- The paper introduces a transformer architecture conditioned on PDE parameters to generalize across stochastic and chaotic dynamics.
- It leverages local attention and adaptive layer normalization to capture multi-scale effects while reducing computational complexity.
- Demonstrated through Kuramoto-Sivashinsky and beta-plane turbulence cases, the method achieves accurate long-term forecasting and uncertainty quantification.
Conditioning on PDE Parameters to Generalise Deep Learning Emulation of Stochastic and Chaotic Dynamics
Introduction
The paper presents a novel deep learning framework designed to emulate stochastic and chaotic spatiotemporal systems conditionally based on parameters of the underlying PDEs. The methodology involves pre-training a neural network model on data from a single parameter domain, followed by fine-tuning it on a diverse dataset. The architecture leverages a transformer-based neural network model modified with local attention mechanisms and adaptive layer normalization to handle different domain sizes and resolutions, offering significant computational advantages over traditional numerical integration approaches.

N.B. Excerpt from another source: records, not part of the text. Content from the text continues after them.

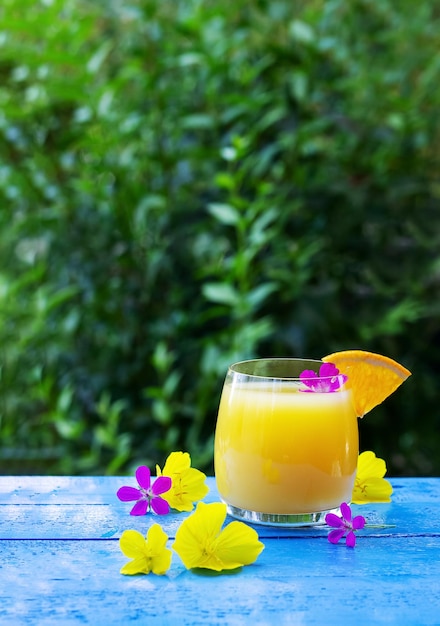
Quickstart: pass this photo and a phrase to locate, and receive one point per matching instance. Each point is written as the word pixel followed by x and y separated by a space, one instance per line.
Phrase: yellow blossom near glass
pixel 286 441
pixel 370 484
pixel 201 542
pixel 148 554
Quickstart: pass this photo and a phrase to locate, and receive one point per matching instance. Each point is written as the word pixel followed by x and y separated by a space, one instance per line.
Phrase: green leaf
pixel 224 213
pixel 222 293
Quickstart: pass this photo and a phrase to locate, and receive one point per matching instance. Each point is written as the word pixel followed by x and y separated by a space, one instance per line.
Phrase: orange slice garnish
pixel 372 377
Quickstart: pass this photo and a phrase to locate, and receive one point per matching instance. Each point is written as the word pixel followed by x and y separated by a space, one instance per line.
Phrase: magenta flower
pixel 344 524
pixel 147 495
pixel 329 379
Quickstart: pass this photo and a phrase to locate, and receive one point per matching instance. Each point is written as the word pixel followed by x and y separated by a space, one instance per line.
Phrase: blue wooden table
pixel 60 562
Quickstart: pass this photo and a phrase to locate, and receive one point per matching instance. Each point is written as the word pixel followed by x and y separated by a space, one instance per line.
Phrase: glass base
pixel 286 520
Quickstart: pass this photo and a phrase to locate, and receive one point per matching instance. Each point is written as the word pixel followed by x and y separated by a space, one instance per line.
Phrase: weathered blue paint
pixel 60 561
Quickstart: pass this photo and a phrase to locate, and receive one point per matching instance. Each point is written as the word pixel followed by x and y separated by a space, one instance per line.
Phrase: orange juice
pixel 280 450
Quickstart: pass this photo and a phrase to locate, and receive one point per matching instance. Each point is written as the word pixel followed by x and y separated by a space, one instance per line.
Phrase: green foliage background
pixel 187 183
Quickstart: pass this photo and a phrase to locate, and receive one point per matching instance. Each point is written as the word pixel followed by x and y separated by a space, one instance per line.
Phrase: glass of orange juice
pixel 286 441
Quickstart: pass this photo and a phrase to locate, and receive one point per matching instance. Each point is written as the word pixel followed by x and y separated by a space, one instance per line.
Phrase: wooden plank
pixel 390 580
pixel 74 508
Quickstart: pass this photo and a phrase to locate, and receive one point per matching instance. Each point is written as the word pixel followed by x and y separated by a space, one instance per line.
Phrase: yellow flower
pixel 188 484
pixel 149 553
pixel 200 541
pixel 370 484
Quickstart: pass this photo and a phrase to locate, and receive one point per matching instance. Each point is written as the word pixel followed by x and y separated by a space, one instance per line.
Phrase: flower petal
pixel 351 539
pixel 140 508
pixel 196 534
pixel 345 511
pixel 333 520
pixel 137 566
pixel 369 465
pixel 358 522
pixel 160 506
pixel 128 494
pixel 335 535
pixel 328 370
pixel 160 485
pixel 371 490
pixel 176 463
pixel 160 555
pixel 237 545
pixel 143 476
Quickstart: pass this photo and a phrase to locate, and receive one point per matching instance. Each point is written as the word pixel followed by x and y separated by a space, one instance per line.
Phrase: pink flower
pixel 344 524
pixel 329 379
pixel 147 495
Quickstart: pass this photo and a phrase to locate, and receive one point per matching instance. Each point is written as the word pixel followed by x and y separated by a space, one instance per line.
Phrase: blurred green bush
pixel 188 183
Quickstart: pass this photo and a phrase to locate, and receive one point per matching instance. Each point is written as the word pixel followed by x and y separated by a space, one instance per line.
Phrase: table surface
pixel 60 562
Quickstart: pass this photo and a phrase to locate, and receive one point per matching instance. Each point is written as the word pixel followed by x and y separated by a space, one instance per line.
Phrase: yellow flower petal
pixel 149 554
pixel 200 542
pixel 370 465
pixel 132 543
pixel 188 484
pixel 237 545
pixel 176 462
pixel 370 486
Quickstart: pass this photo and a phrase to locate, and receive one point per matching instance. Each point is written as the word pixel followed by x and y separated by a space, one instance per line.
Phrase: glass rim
pixel 240 368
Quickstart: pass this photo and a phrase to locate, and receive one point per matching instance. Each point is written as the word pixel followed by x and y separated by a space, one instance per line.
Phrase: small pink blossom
pixel 344 524
pixel 147 495
pixel 329 379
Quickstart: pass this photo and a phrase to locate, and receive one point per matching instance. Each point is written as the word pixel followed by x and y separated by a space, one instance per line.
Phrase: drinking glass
pixel 285 453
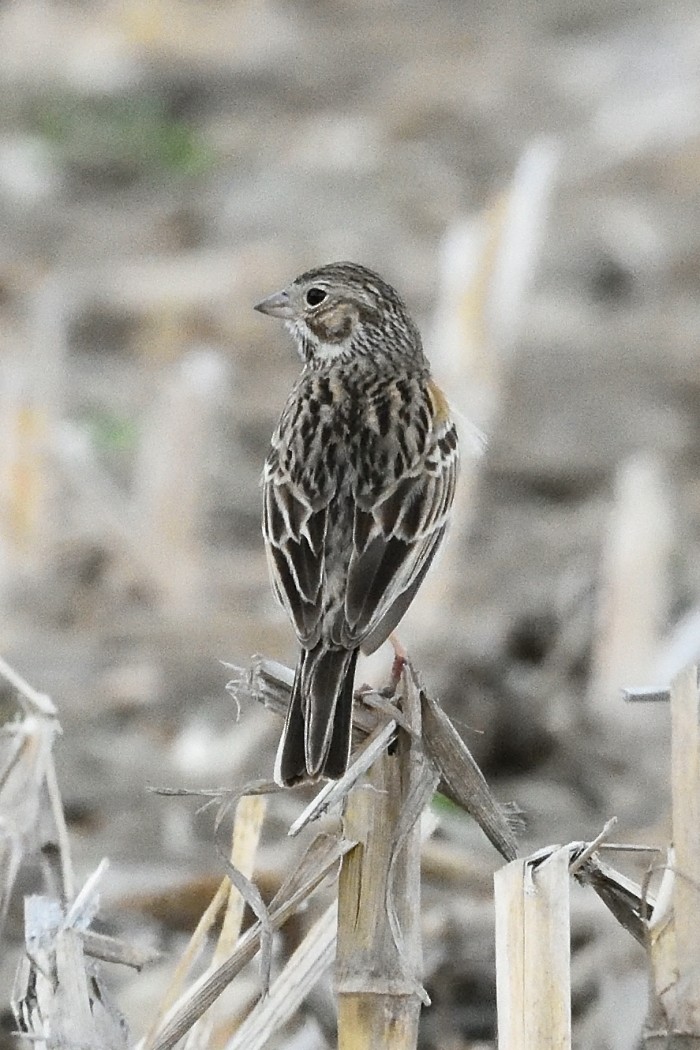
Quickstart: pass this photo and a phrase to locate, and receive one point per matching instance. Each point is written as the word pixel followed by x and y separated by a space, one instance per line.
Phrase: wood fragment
pixel 532 939
pixel 674 933
pixel 305 966
pixel 378 973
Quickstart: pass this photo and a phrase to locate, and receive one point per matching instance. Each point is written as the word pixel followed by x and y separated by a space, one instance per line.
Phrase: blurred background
pixel 527 176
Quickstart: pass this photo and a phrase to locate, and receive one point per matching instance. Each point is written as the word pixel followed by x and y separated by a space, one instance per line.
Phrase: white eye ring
pixel 315 296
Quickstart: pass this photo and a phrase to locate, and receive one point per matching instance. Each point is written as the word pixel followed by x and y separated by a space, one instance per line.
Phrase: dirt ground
pixel 163 167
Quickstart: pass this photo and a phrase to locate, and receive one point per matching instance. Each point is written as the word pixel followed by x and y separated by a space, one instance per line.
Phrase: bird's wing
pixel 294 528
pixel 395 539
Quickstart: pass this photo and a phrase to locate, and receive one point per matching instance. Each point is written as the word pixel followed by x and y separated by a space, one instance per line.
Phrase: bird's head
pixel 344 311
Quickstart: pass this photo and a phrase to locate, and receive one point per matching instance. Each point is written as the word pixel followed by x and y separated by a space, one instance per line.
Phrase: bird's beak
pixel 276 306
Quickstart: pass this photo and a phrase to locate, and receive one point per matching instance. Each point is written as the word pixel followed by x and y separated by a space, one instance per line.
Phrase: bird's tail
pixel 316 738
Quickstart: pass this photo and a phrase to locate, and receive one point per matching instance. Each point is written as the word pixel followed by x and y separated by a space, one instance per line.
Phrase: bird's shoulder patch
pixel 440 404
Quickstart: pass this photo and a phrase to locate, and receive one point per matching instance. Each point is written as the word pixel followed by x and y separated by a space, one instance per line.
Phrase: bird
pixel 357 491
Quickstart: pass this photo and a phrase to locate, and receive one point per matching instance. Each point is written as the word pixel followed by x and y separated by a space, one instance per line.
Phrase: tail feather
pixel 316 738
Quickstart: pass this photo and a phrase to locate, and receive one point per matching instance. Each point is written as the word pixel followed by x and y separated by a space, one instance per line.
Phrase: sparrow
pixel 358 487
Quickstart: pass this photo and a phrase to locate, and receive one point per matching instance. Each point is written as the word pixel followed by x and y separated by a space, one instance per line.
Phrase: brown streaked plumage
pixel 358 487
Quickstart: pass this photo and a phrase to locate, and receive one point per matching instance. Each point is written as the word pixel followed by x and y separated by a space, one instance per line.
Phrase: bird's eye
pixel 315 295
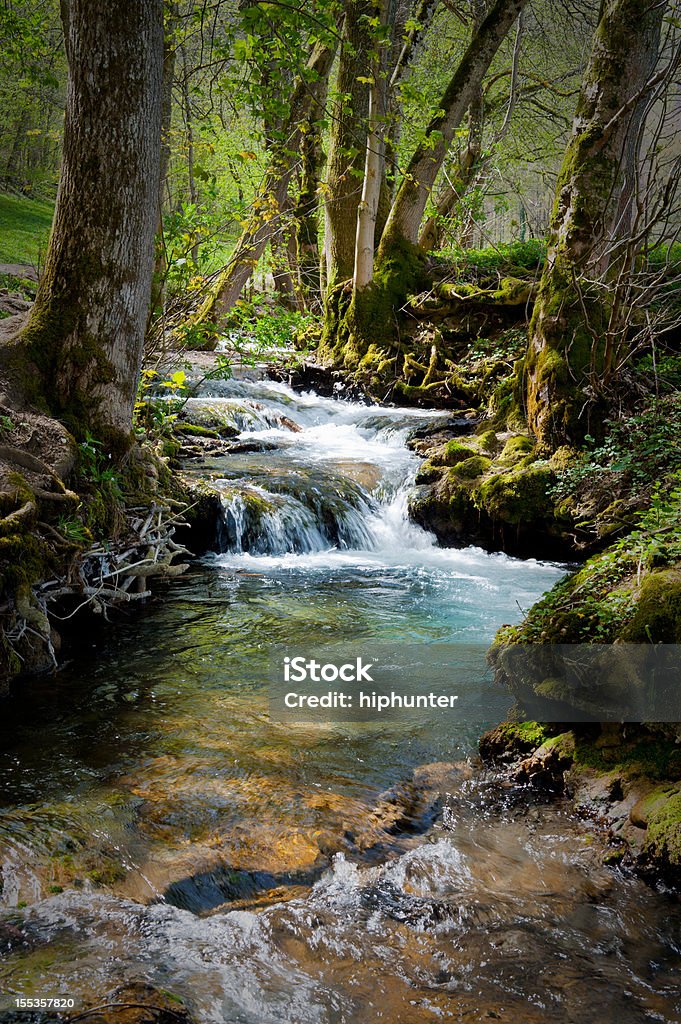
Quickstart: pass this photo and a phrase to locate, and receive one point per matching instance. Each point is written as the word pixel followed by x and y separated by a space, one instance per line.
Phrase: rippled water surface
pixel 157 823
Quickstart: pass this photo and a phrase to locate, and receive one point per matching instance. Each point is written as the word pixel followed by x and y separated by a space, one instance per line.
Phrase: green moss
pixel 515 450
pixel 470 469
pixel 428 473
pixel 534 734
pixel 657 615
pixel 195 430
pixel 354 323
pixel 488 441
pixel 518 497
pixel 663 839
pixel 455 453
pixel 639 756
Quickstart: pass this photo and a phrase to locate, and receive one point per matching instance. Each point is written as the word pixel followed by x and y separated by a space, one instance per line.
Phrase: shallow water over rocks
pixel 158 824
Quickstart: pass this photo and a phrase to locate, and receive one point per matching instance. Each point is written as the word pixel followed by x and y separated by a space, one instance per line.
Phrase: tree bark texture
pixel 271 197
pixel 407 213
pixel 568 328
pixel 347 144
pixel 85 334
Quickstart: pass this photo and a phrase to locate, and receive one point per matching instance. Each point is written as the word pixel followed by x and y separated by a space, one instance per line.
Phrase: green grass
pixel 25 225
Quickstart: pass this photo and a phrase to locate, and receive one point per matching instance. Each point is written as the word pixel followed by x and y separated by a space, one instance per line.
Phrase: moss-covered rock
pixel 516 450
pixel 656 617
pixel 663 842
pixel 519 497
pixel 454 453
pixel 471 469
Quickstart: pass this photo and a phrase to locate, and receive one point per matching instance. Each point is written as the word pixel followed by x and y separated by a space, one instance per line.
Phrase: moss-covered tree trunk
pixel 565 361
pixel 408 209
pixel 271 198
pixel 307 205
pixel 360 330
pixel 85 334
pixel 347 143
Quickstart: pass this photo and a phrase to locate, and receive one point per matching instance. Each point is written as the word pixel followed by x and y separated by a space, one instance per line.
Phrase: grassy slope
pixel 25 225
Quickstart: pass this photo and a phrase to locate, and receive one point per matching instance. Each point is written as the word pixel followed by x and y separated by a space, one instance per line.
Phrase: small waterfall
pixel 266 522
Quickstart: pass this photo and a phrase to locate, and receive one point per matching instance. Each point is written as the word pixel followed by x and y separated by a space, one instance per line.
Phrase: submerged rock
pixel 628 778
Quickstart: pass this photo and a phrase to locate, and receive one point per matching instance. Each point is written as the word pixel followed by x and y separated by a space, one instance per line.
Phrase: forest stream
pixel 158 824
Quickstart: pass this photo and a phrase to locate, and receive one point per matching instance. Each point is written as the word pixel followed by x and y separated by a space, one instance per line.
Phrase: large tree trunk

Neural Network Architecture
The core of the approach involves a transformer architecture uniquely adapted for handling PDE-based emulation through conditioning on continuous scalar parameters (β for the stochastic beta-plane turbulence and L for the Kuramoto-Sivashinsky equation). The network incorporates an innovative mix of local attention mechanisms and adaptive layer normalization, allowing for efficient handling of varying input scales and parameter conditioning.
Figure 1: Schematic of the neural network architecture incorporating local attention and adaptive layer normalization, conditioned on PDE parameters.
Local Attention Mechanism
The integration of local attention mechanisms mirrors the advantages seen in CNN architectures by focusing on localized spatial interactions. This allows the model to adaptively capture multi-scale spatial correlations. The use of an unfold operation applies local attention efficiently, reducing computational complexity significantly from D2 to D×K, where D is the domain size and K is the attention window.
Generalization through Parametric Conditioning
The model achieves generalization by training with adaptive layer normalization, conditioned on PDE parameters without relying on transformations. This conditioning occurs through learned varying affine transformations applied to the attention and MLP layers within each transformer block.
Figure 3: Architecture conditioned on parameter L using flexible dimensions within the parameter space.
Kuramoto-Sivashinsky Application
For testing, the Kuramoto-Sivashinsky (KS) equation was employed, requiring the model to capture complex chaotic dynamics across variable domain sizes L. The neural network, pre-trained on L=22 and fine-tuned on other values, demonstrated proficiency in long-term forecasting accuracy, capturing behavioral dynamics not explicitly encountered during training.
Figure 4: Space-time plots for the KS equation showcasing results from numerical integration and ML emulation across various domains.
Beta-Plane Turbulence Application
The model was further applied to simulate the complex dynamics of beta-plane turbulence. Unlike traditional simulations, this approach offers an autoregressive forecast capability utilizing a probabilistic variant trained through CRPS, enabling ensemble forecasts and quantifying uncertainties efficiently over large parameter spaces.
Figure 5: Latitude-time plots for zonal flow U(y,t), displaying ensemble forecasts generated by both neural network and numerical simulations.
Probabilistic Modelling and Statistical Validation
Probabilistic modeling was vital for under-resolved inputs, achieved through stochastic sampling layers facilitating diverse ensemble generation. The model effectively maintained key statistical properties aligned with physically accurate simulations, including spectral energy distributions across scales and joint probability assessments for dependent variables.
Figure 6: PDFs displaying joint probabilities of U, ∂y​U, and ∂t​U for the beta plane system across various states.
Conclusion
The neural network demonstrates exceptional capability in capturing the dynamics of complex PDE systems while efficiently generalizing across broad parameter spaces. Its robust adaptability extends potential applications in modeling systems where computationally exhaustive simulations might typically have been a barrier. Future considerations might involve expanding this parameter-conditioned framework to accommodate broader PDE landscapes and incorporate higher-dimensional parameter spaces for comprehensive system behavior analysis.